Responding on their behalf, the law firm Hylton Powell said Sabrina, Gordon and Kelly “feel strongly that the Jamaican court and registry should treat this probate application in the same way that they treat all similar matters, and that there be no appearance that the estate or beneficiary is being granted special treatment”.

The lawyers said the letter from Wilkinson Law did not indicate what law, rule of court or practice direction authorises the request for the documents to be sealed or for the registrar to actually be able to do so.

They acknowledged that while the court has wide powers in managing cases, those powers are engaged by an application to a judge followed by a hearing involving all the affected parties and “not a private letter to the registrar”.


Hylton Powell further argued that the letter did not disclose that Adam, Jaime and Brian were applicants in a failed attempt to get courts in The Bahamas to seal documents relating to a trust fund that Stewart had set up for his children.

The Cromwell Trust Company, a private trust firm that manages the two trusts in The Bahamas for the Stewart estate, wanted documents filed in a dispute sealed. Court documents show that Adam, Jaime and Brian supported the trust, while Cheryl and her three children were against the move.

Hylton Powell said in the Bahamian case, Adam, Jaime and Brian relied on grounds similar to what they have put before the Jamaican court, including “alleged security concerns”. But it said that after a “heavily contested” hearing, the Bahamian Supreme Court in May 2022 dismissed the application.

The judge emphasised the importance of the principle of open justice and that in order to deviate from that principle, the applicants were required to show that the sealing order was necessary in the interests of justice, the law firm said in its letter dated August 30, 2023.

The judge ruled that Adam, Jaime and Brian “have merely provided that it is more convenient” before declaring that “it is not in the interest of justice to depart from the constitutional principle of open justice”.

They appealed to the Bahamas Court of Appeal, which upheld the Supreme Court’s ruling.

“The present request is equally a matter of convenience and not in the interests of justice,” Hylton Powell said, before noting that “our clients have no wish to make the details of their father’s will or his estate public. It is obvious that this is not their intent, as, since his passing more than two and half years ago, they have not taken any action that would have that result”.

Michael Hylton, KC, a consultant attorney to Hylton Powell, confirmed the development and said that up to Friday, he had not received a response from the Supreme Court.

Myers, Fletcher & Gordon advises Cheryl Hammersmith-Stewart in her personal capacity as one of the executors of Stewart’s will.

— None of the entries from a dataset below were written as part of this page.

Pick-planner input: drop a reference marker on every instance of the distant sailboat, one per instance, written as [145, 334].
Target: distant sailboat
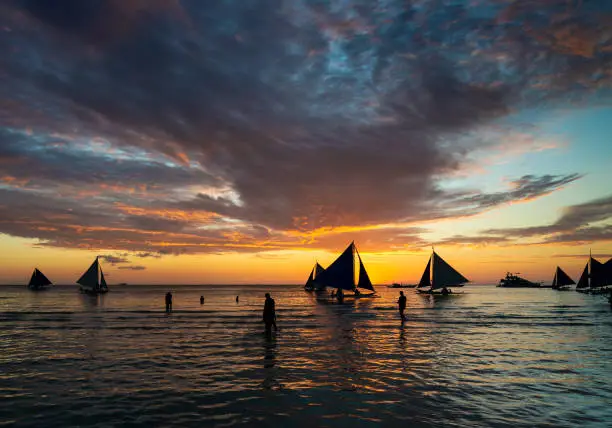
[596, 276]
[39, 281]
[561, 281]
[341, 274]
[92, 281]
[439, 275]
[311, 283]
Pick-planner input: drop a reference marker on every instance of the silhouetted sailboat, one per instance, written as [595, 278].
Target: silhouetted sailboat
[39, 281]
[561, 281]
[596, 276]
[439, 275]
[311, 283]
[92, 281]
[341, 274]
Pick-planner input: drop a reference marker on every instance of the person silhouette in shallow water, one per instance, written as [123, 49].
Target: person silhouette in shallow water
[269, 315]
[168, 301]
[402, 305]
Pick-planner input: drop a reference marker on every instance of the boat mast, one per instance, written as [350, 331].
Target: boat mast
[432, 261]
[353, 249]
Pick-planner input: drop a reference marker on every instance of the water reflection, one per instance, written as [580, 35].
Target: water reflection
[270, 380]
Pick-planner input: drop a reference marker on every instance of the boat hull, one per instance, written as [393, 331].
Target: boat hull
[39, 288]
[92, 292]
[438, 292]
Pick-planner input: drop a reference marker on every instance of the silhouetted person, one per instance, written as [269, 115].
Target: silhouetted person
[168, 301]
[401, 302]
[269, 315]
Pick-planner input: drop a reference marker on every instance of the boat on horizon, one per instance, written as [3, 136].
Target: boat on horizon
[439, 276]
[341, 275]
[311, 283]
[92, 281]
[561, 281]
[400, 285]
[513, 280]
[596, 277]
[39, 281]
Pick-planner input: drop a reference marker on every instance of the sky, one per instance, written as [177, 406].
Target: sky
[239, 141]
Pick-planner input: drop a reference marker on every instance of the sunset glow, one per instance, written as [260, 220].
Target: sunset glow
[191, 150]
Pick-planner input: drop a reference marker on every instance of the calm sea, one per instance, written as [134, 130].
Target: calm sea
[490, 357]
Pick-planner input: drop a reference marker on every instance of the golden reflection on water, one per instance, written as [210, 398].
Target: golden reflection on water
[463, 358]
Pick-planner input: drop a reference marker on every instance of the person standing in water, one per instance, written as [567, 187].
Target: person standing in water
[168, 301]
[402, 305]
[269, 314]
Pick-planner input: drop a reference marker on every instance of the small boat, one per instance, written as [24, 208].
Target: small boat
[561, 281]
[439, 276]
[311, 283]
[399, 285]
[596, 277]
[341, 276]
[513, 280]
[92, 281]
[39, 281]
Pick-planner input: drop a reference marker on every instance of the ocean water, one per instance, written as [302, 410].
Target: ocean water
[487, 358]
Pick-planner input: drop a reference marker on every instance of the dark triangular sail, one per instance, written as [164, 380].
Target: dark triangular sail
[364, 278]
[310, 279]
[444, 275]
[33, 281]
[598, 273]
[103, 285]
[562, 278]
[90, 277]
[38, 279]
[608, 271]
[583, 282]
[425, 278]
[318, 270]
[341, 273]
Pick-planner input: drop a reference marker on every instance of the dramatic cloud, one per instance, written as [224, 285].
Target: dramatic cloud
[172, 126]
[114, 260]
[132, 267]
[588, 222]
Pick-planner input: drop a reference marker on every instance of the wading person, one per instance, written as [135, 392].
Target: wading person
[401, 302]
[269, 314]
[168, 301]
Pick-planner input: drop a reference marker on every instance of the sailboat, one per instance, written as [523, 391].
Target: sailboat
[92, 281]
[596, 276]
[561, 281]
[439, 275]
[311, 283]
[341, 274]
[39, 281]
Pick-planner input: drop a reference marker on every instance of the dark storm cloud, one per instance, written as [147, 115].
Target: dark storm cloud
[314, 114]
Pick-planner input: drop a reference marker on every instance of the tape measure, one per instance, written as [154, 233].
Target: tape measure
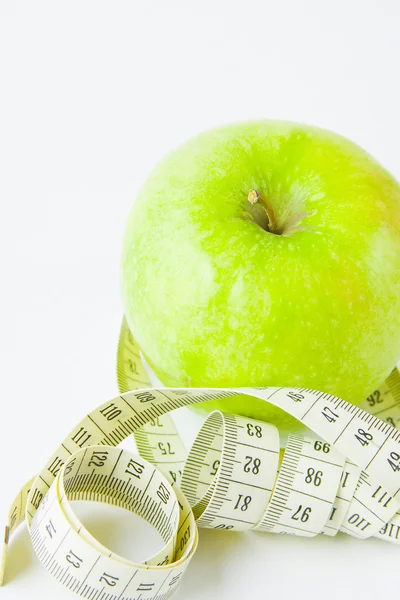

“Hammersmith-Stewart opposes any attempt by anyone to have this application for probate treated differently from an application for the probating of any other estate. We have informed the registrar of her position,” the firm told The Sunday Gleaner, which has obtained a copy of their August 31, 2023 letter to the senior court official.

Ian Wilkinson, KC, who heads Wilkinson Law, declined to comment.


Stewart’s will addresses a wide range of assets, including more than a dozen real estate properties, the ATL Group (Gorstew Limited), which includes the Jamaica Observer newspaper and the motor vehicle business, and any other business falling outside the Sandals & Beaches Group, the Unique Group, and the HPI Group.

The hotel business is dealt with through two trusts, as he noted that the Sandals & Beaches Group, the Unique Group and HPI Group “fall outside my estate and that I do not have the power of disposition … ”.

The financial values of those assets were not stated, but they are estimated to be worth billions in Jamaican dollars.

He also made provision for US$95 million in cash to be given in various amounts to nine persons.

Stewart bequeathed most of his assets to members of two primary groups – his “United States family”, which are Cheryl, Sabrina, Gordon and Kelly; and his “Jamaican family”, who are Robert, Adam, Brian and Jaime.

Provision has also been made for several other relatives and business associates.